Right after Council voted unanimously to protect the streetwall at 18-28 King Street East from demolition, it would also send a dangerous message to property owners that the city is not willing to practice what it preaches.
Finally, to see the futility of this gesture as a call for "greenspace", we need only look at the nearby parkette on King William Street just west of Hughson Street, which some wag has labeled "Demolition Park" on Google Maps: a desolate, pathetic sliver of pavers and weeds flanked sharply by the tall, windowless exterior walls of the adjacent buildings.
This will not be a park. It will not help to meet Beasley's desire for more greenspace. It will merely be yet another flat rectangle in a downtown already riddled with them.

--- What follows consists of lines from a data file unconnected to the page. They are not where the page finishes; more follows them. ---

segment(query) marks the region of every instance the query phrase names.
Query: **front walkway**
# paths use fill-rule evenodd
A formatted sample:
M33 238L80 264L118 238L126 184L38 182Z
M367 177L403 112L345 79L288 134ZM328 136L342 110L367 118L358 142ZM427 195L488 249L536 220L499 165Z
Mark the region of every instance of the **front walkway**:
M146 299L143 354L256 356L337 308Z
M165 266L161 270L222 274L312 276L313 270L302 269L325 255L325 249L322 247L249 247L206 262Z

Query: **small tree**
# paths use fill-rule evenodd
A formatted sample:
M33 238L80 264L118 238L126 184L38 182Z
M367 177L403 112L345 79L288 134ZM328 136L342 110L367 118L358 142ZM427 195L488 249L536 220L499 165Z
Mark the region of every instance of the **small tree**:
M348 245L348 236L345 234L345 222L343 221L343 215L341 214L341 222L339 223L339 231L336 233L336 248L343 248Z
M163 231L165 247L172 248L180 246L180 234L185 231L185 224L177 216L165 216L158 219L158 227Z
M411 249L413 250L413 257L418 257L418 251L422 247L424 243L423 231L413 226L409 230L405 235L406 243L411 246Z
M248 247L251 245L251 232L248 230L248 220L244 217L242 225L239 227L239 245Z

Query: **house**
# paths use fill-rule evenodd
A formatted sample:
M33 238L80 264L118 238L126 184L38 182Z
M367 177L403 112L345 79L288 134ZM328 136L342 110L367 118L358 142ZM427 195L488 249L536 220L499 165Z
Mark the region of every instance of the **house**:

When Toronto Chief Planner Jennifer Keesmaat spoke in Hamilton earlier this month, she left us with the following advice: "Be bold. You have to be bold and choosy. You have to set very high standards and don't settle."
I know the BIA and Beasley are running out of patience (Keesmaat also advised, "Don't be patient."), but to argue that the City should demolish the building is merely to settle.
Far, far too much of the downtown's precious built heritage has already fallen to neglect, negligence, impatience and misplaced hope. We deserve better. The International Village BIA deserves better. Beasley Neighbourhood deserves better.
Instead of settling, let's be bold. Let's be choosy. Let's set very high standards. Let's make the restoration of one of downtown Hamilton's most notorious properties a showcase for adaptive reuse, for reinvigorating old buildings with new energy, and for leading by example.